Второго у Ночной Стражи нет, это все знают. У Дневной три предупреждения, у Ночной только одно, и я понимала, что следующим действием Юрао станет магический удар по темному углу. А против Ночного Стража у любой нечисти нет ни шанса. Заклинатели повоевать еще могут, маги, сильные, так же, а у нечисти шансов нет.
— Не надо! — мастер Ойоко поднялся, встал перед дроу, закрывая от него тот самый угол. — Не надо, прошу вас.
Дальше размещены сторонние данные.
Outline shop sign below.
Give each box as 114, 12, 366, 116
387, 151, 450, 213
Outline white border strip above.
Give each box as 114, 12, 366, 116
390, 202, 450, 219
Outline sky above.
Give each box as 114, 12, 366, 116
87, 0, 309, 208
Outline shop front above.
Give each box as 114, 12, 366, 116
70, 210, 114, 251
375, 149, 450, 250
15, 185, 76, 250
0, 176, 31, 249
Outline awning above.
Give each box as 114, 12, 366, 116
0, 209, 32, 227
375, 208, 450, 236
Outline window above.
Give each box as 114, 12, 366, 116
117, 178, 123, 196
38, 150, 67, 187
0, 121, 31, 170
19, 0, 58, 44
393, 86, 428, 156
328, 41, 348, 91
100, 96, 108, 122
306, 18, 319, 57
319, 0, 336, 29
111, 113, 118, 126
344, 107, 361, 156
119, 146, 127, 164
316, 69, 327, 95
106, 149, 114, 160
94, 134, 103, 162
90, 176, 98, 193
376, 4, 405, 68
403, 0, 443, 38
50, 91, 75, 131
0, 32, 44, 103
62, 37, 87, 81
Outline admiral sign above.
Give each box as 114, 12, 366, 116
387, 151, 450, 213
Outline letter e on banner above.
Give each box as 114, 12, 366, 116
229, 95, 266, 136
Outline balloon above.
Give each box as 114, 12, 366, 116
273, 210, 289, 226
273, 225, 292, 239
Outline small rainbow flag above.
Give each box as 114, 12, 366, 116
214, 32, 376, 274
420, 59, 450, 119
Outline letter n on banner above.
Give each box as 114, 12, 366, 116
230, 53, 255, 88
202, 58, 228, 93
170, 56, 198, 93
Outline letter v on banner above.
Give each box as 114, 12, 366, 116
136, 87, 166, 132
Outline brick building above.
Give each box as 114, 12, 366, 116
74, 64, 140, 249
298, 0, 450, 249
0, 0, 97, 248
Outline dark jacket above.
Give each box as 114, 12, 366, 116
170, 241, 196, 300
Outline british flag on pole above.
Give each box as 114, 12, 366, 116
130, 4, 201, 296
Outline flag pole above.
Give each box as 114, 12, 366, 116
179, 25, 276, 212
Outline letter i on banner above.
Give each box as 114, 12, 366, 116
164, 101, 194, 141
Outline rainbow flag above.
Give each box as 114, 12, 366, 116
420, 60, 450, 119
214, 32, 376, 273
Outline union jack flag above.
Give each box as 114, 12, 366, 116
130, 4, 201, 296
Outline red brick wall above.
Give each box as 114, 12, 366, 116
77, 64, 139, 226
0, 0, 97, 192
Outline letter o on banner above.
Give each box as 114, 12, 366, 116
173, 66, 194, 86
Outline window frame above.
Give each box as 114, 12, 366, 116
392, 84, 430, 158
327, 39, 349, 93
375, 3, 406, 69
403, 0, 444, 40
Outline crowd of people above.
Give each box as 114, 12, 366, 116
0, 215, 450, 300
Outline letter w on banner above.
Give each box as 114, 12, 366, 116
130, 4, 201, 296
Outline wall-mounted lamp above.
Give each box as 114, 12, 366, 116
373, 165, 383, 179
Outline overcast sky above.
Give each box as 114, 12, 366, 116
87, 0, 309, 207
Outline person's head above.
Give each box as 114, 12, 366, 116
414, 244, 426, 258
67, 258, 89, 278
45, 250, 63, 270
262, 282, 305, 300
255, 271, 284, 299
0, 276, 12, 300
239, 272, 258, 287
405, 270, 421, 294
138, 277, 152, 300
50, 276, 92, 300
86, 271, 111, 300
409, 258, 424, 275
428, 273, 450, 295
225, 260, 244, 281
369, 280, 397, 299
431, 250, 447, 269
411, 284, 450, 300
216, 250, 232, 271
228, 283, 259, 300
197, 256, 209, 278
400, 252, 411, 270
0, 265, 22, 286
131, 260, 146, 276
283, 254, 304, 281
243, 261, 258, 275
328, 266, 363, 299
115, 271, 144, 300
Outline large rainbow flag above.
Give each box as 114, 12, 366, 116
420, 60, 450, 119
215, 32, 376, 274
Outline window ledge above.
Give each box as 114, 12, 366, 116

И обстоятельное от офицера Найтеса:
— Мастер Ойоко, видимо вы не осознаете случившееся. Так я вам объясню: Девочке сколько? Восемь? Вряд ли больше, на статуэтках ей около пяти-шести, потому как в этом возрасте они еще плохо скрывают свою личность. Хотя, учитывая, что вам она доверяла, вполне может быть, что и семь, а значит сейчас ей…
— Мне девять, — произнес хриплый, совсем не детский голос.
— Девять! — меч тут же был возвращен обратно в ножны и на ладони Юрао заискрился сгусток чего-то темного и сверкающего. — В девять, мастер Ойоко, поглощающие жизнь уже способны питаться на расстоянии, понимаете, о чем я?!
И тот же хриплый, полный ярости голос:
— Я не питаюсь!
— Бездоказательное заявление, — я чувствовала, как напряжен Юрао. — Госпожа, предупреждение уже было.
Мастер Ойоко, не выдержал:
— Я разрываю контракт, ваши услуги больше не требуются, и я требую, чтобы вы покинули мой дом немедленно!
На это офицер Найтес сухо ответил:
— Дело касается общественной безопасности, мастер Ойоко, естественно я не оставлю подрастающую пожирающую жизни в вашем доме, да и вообще в Ардаме. Пожирающие запрещены законом, мастер Ойоко. Они запрещены законом даже в нашей лояльной империи, где у вампиров и тех есть свои права, нечисть в основной массе является добропорядочными гражданами, а неживые не убиваются если не представляют угрозу для жизни и переселены за черту населенных территорий.
Бледный гном оглянулся на темный угол и уверенно произнес:
— Ликаси никому не причиняет вреда!
Обернувшись ко мне, Юрао тихо приказал:
— Мчишься на улицу, оттуда в контору, не останавливаешься и не оглядываешься, поняла?
Я поняла, я все поняла, но:
— Других вариантов нет?
Дроу смерил меня возмущенным взглядом.
— Юр, неужели все настолько… плохо?
— Как путь к Бездне, — заверил меня партнер.
А я все же не могла понять, потому что:
— У нее мама — гном, она к мастеру Ойоко как к отцу относится, и это 'Папа, я не хотела', столько сожаления, Юрао.
На это мне рыкнули:
— Дэй, испарись!
Иногда самые страшные страницы в жизни приходится открывать в самое, казалось бы, неподходящее время, я и открыла:
— К сожалению, я в чем-то ее понимаю, потому что… мне тоже сожалеть приходится, и сильно.
Золотые глаза незабываемо округлились, после чего у меня ненавязчиво поинтересовались:
— Ничего мне рассказать не хочешь, нет?
— Здесь? — изумилась я.
— Твоя правда, — дроу задумчиво посмотрел на темный угол, но решимости убивать во взгляде больше не было. Потом прозвучало недовольное: — Вы выходить собираетесь?